Na última quarta-feira (2/7), o desembargador Caetano Ernesto da Fonseca Costa, vice-presidente do Tribunal de Justiça do Estado do Rio de Janeiro (TJRJ), suspendeu a eficácia da lei municipal, em consonância com o que foi estabelecido pela juíza Mirela Erbisti, da 4ª Vara da Fazenda Pública. Na cautelar, o desembargador considerou existir indícios significativos de ter a legislação extrapolado o âmbito de competência suplementar do município no terreno da Saúde e também no campo do sistema de proteção à infância e juventude (Estatuto da Criança e Adolescente).

O magistrado também entendeu que houve indicativo concreto de vício de iniciativa também em face da chefia do Executivo estadual, que tem a iniciativa de “deflagrar processo legislativo que venha a dispor sobre organização e funcionamento da Administração Pública, além da aparente violação do Decreto 4.377/2002 [Convenção sobre Eliminação de Todas as Formas de Discriminação contra a Mulher – CEDAW], desrespeitando princípios essenciais como o da dignidade humana e da proporcionalidade”.

Inscreva-se no canal de notícias do JOTA no WhatsApp e fique por dentro das principais discussões do país!
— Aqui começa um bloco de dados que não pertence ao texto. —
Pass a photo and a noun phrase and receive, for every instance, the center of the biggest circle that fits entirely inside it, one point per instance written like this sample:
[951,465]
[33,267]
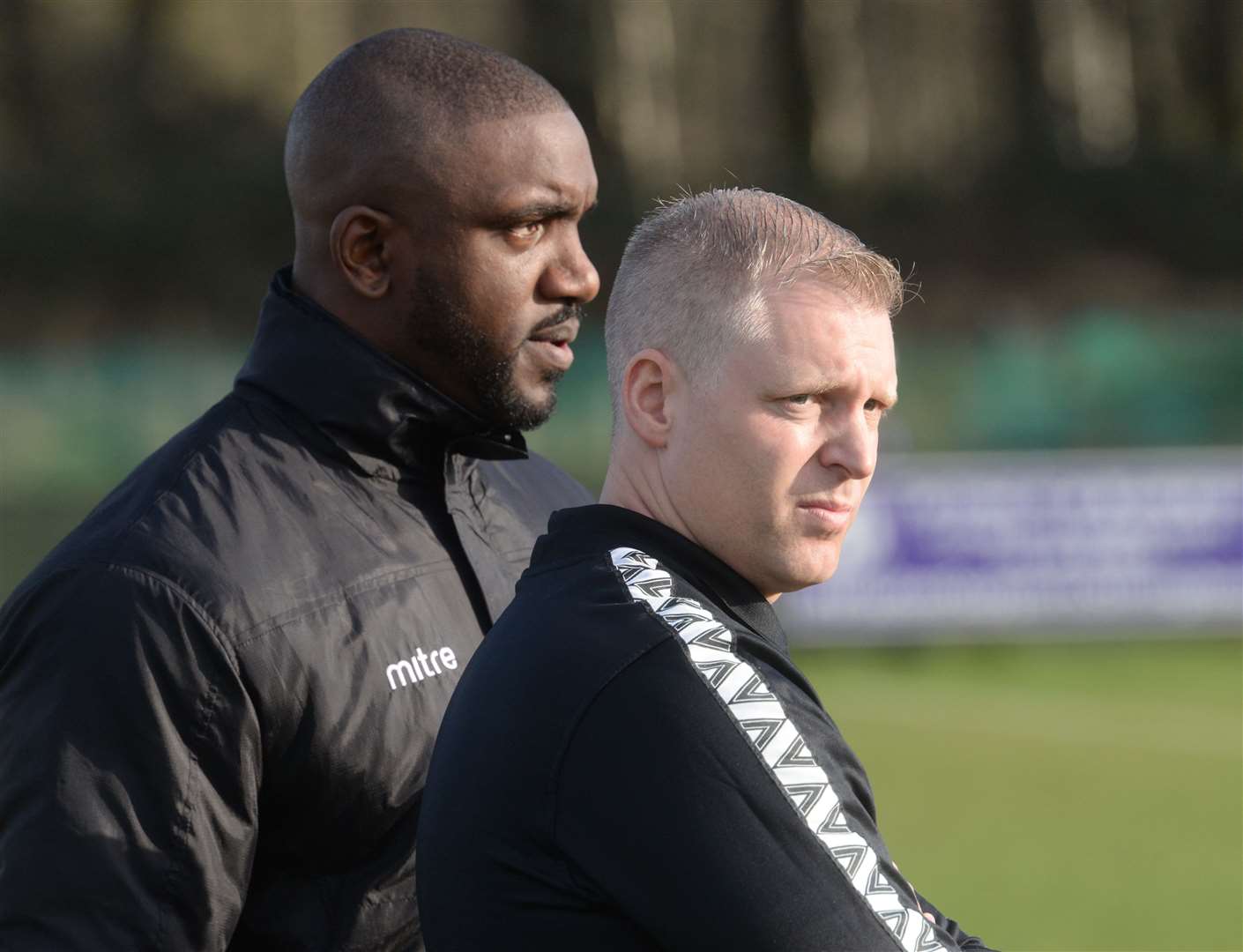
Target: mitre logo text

Na sentença de primeiro grau, a juíza havia determinado em 19 de junho que o município do Rio de Janeiro, em 24 horas, deixasse de afixar nos estabelecimentos de saúde de sua rede própria, independentemente da forma de gestão adotada, as placas ou cartazes de que trata o ato municipal. Também determinou que a capital fluminense deixasse de cobrar o cumprimento das obrigações impostas pela lei aos estabelecimentos de saúde, bem como deixasse de aplicar quaisquer sanções previstas na norma.

Em caso de descumprimento da medida, Erbisti fixou uma multa diária de R$ 1 mil por estabelecimento de saúde da rede municipal e R$ 1 mil por cobrança ou aplicação de sanção às unidades hospitalares.

A ação foi ajuizada pelo Ministério Público do Estado do Rio de Janeiro (MPRJ) após a norma municipal ter sido sancionada por Paes, ainda em junho. Nela, o órgão pleiteava o impedimento dos efeitos práticos e o ressarcimento dos danos coletivos decorrentes da aplicação, na Rede de Atenção à Saúde do Rio de Janeiro, da obrigação imposta pela Lei Municipal 8.936/2025.

Na ação, o MPRJ afirma que a lei disciplinou assunto que se insere na competência legislativa privativa da União, Direito Civil e Penal, criando não só empecilhos inexistentes ao gozo do direito ao aborto legal, como também ao próprio direito à vida e à dignidade das mulheres, que, em situação de extrema vulnerabilidade psicológica, buscam a realização do aborto legal em casos em que são vítimas de estupro ou, ainda, que se encontram em risco de vida.

O MPRJ também defende que as medidas determinadas pela lei impõem um retrocesso às mulheres na busca por acesso à saúde.

Assine gratuitamente a newsletter Últimas Notícias e receba as principais notícias jurídicas e políticas do dia no seu email

A ação civil pública tramita com o número 3008320-09.2025.8.19.0001.